Wailing her woe,     the widow[1] old,
her hair upbound,     for Beowulf's death,
sung in her sorrow,     and said full oft,
she dreaded the sorrowful,     days to come,
deaths enough and doom,     of battle and shame.
The smoke by the sky,      was devoured,
The folk of the Weders,     fashioned there,
on the headland a barrow,     broad and high,
by ocean-farers,      far descried:
in ten days' time,     their toil had raised it,
the battle-brave's beacon.     Round brands of the pyre,
a wall they built,     the worthiest ever,
that wit could prompt,     in their wisest men.
They placed in the barrow,     that precious booty,
the rounds and the rings,     they had bereft erewhile,
hardy heroes,     from hoard in cave,
trusting the ground,     with treasure of earls,
gold in the earth,     where ever it lies,
useless to men,     as of yore it was.
Then about that barrow,     the battle-keen rode,
atheling-born,     a band of twelve,
lament to make,     to mourn their king,
chant their dirge,     and their chieftain honor.

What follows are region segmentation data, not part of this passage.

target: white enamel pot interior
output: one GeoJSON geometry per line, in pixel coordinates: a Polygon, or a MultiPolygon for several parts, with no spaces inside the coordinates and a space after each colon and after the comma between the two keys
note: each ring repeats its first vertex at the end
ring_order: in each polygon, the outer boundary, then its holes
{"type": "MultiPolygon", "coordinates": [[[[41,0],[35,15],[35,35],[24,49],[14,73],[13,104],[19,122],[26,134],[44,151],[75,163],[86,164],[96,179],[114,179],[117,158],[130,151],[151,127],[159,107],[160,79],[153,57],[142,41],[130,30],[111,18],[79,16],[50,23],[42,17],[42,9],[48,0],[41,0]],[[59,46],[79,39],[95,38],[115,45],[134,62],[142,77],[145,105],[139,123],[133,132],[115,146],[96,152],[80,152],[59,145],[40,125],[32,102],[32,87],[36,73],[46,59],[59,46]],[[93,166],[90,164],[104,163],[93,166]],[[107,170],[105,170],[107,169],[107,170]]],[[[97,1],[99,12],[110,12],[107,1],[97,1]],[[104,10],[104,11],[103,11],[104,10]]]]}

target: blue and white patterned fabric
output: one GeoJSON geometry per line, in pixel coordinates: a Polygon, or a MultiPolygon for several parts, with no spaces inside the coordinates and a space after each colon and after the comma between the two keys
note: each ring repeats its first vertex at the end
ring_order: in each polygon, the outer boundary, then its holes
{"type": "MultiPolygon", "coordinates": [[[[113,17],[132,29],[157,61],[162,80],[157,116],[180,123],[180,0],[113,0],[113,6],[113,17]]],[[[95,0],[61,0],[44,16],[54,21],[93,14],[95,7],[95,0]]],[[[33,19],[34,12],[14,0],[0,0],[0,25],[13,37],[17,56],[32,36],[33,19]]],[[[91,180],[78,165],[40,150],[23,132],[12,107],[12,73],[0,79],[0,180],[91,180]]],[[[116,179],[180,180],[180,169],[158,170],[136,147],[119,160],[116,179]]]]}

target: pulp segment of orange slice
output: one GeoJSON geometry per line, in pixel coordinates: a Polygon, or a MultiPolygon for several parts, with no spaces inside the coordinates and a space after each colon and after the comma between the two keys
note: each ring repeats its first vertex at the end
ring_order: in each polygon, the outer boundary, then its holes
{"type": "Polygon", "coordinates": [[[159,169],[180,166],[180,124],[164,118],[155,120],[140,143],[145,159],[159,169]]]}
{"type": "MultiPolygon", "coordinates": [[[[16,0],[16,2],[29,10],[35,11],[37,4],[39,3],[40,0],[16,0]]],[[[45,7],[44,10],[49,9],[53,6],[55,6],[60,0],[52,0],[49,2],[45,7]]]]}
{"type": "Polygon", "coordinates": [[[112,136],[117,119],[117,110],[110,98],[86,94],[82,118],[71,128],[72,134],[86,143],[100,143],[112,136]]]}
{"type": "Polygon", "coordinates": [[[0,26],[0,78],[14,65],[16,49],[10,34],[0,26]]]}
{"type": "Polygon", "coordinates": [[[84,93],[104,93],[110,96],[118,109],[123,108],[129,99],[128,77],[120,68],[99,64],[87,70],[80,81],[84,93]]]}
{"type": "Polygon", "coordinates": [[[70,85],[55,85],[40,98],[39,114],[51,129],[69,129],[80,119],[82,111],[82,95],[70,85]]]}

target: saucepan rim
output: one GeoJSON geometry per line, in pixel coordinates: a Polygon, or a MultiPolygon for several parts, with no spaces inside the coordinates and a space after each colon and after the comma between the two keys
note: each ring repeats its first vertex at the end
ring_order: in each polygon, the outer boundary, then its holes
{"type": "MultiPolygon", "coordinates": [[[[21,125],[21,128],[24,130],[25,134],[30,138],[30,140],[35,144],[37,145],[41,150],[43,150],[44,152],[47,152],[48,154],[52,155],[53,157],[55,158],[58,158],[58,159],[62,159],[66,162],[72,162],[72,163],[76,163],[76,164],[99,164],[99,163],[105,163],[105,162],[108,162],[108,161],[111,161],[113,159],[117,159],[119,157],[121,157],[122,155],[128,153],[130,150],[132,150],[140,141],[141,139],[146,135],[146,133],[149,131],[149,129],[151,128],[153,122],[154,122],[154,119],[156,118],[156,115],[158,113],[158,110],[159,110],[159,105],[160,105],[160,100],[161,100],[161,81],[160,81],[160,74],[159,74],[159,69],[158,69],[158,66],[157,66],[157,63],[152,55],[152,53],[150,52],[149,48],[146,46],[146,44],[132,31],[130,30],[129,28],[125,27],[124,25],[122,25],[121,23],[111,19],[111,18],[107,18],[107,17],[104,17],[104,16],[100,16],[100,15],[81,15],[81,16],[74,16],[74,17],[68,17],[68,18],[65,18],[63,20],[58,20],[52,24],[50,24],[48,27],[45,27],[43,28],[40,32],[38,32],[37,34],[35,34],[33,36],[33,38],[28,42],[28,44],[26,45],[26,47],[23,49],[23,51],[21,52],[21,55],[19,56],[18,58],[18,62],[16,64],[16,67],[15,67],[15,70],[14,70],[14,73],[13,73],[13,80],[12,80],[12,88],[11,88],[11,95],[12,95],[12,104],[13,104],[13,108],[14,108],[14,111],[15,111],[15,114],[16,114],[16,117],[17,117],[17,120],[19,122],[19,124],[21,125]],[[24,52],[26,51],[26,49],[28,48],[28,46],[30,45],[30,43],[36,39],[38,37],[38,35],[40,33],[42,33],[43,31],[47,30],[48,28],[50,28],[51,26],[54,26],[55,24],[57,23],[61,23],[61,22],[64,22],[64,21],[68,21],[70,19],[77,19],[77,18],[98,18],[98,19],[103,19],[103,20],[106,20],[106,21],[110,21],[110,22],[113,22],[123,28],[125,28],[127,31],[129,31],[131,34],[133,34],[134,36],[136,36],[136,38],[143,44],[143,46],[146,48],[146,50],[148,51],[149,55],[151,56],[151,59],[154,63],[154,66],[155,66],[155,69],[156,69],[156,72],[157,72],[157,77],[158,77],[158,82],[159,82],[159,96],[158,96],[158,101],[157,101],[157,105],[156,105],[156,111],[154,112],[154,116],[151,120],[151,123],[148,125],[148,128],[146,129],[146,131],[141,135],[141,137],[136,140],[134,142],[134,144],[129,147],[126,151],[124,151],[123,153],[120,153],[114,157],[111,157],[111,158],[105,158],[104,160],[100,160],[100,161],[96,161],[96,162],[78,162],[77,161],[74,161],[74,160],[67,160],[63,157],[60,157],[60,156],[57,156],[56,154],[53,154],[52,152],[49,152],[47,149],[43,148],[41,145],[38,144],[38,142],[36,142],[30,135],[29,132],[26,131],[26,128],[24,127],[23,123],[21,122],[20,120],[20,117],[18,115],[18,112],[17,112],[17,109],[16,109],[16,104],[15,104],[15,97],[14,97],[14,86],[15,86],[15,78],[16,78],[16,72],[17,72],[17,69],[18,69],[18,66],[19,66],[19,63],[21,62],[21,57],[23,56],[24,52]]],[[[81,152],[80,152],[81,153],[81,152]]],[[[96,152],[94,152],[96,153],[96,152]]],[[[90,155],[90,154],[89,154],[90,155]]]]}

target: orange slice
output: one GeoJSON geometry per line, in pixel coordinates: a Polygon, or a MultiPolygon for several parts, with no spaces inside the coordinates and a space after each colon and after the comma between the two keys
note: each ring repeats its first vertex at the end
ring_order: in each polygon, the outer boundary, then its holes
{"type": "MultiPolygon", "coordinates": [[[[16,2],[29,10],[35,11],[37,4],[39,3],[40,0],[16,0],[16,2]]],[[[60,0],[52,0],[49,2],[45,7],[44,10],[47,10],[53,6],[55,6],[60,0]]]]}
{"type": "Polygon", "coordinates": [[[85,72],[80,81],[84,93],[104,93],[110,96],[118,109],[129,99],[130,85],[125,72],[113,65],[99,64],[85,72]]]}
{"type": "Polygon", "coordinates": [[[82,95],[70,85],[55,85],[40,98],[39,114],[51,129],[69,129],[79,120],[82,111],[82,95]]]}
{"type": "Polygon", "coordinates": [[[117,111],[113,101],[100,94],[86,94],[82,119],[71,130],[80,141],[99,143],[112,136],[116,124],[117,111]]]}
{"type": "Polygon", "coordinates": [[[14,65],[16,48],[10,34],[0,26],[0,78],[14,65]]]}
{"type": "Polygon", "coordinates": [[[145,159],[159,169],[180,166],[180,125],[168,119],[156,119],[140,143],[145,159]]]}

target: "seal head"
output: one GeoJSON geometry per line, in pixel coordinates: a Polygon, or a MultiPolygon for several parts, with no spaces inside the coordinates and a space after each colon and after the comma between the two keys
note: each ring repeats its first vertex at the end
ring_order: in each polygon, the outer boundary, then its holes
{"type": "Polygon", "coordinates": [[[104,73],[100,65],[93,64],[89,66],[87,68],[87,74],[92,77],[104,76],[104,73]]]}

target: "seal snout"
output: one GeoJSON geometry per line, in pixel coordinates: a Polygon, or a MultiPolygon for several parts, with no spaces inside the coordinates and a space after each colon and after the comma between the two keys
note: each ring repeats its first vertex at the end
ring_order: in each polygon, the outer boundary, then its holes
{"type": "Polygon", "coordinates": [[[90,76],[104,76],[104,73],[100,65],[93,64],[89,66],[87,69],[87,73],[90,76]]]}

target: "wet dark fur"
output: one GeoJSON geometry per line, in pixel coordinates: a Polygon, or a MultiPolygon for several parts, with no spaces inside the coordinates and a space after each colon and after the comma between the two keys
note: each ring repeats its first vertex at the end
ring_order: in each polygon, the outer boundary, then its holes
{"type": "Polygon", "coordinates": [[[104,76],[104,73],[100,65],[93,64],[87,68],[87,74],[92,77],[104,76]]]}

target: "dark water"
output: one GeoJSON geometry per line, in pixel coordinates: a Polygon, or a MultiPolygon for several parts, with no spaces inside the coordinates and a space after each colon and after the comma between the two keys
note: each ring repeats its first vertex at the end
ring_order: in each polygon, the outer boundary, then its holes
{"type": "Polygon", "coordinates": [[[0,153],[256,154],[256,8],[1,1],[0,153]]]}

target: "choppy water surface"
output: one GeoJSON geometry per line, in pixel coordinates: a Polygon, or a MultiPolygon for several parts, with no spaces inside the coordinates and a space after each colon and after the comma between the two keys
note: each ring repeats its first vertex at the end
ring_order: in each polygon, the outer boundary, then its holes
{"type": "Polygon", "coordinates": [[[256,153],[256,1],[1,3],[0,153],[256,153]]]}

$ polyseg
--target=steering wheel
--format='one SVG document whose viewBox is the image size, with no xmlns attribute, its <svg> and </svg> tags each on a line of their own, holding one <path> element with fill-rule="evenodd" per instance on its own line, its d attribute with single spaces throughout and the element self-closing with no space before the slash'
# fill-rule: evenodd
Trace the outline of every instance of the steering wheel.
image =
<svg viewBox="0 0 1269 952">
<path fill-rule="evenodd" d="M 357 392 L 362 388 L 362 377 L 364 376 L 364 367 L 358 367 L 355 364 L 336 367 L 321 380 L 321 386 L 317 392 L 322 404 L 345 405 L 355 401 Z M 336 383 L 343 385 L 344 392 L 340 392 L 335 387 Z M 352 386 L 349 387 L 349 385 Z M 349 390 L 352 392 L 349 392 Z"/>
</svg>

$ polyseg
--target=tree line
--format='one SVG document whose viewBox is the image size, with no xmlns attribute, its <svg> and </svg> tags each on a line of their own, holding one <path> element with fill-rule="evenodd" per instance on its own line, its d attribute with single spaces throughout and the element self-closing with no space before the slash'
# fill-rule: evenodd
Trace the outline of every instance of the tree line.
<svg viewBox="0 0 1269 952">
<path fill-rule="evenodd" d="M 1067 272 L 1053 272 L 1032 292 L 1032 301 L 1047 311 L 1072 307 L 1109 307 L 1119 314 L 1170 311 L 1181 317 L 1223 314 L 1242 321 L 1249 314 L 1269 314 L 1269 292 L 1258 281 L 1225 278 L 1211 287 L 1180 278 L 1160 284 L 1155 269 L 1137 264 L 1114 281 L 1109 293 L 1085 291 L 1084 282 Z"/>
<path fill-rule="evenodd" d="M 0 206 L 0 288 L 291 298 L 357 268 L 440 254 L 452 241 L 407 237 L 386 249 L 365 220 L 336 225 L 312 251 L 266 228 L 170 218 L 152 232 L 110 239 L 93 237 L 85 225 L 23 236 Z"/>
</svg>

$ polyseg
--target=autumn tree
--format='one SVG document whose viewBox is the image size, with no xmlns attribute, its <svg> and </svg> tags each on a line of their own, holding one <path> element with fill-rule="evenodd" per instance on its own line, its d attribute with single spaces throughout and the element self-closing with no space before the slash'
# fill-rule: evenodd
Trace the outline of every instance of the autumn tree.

They praised his earlship,     his acts of prowess,
worthily witnessed:      and well it is,
that men their master-friend,     mightily laud,
heartily love,     when hence he goes,
from life in the body,     forlorn away.

   Thus made their mourning,     the men of Geatland,
for their hero's passing,     his hearth-companions:
quoth that of all,     the kings of earth,
of men he was mildest,     and most beloved,
to his kin the kindest,     keenest for praise.

[1] Nothing is said of Beowulf's wife in the poem, but Bugge surmises that Beowulf finally accepted Hygd's offer of kingdom and hoard, and, as was usual, took her into the bargain.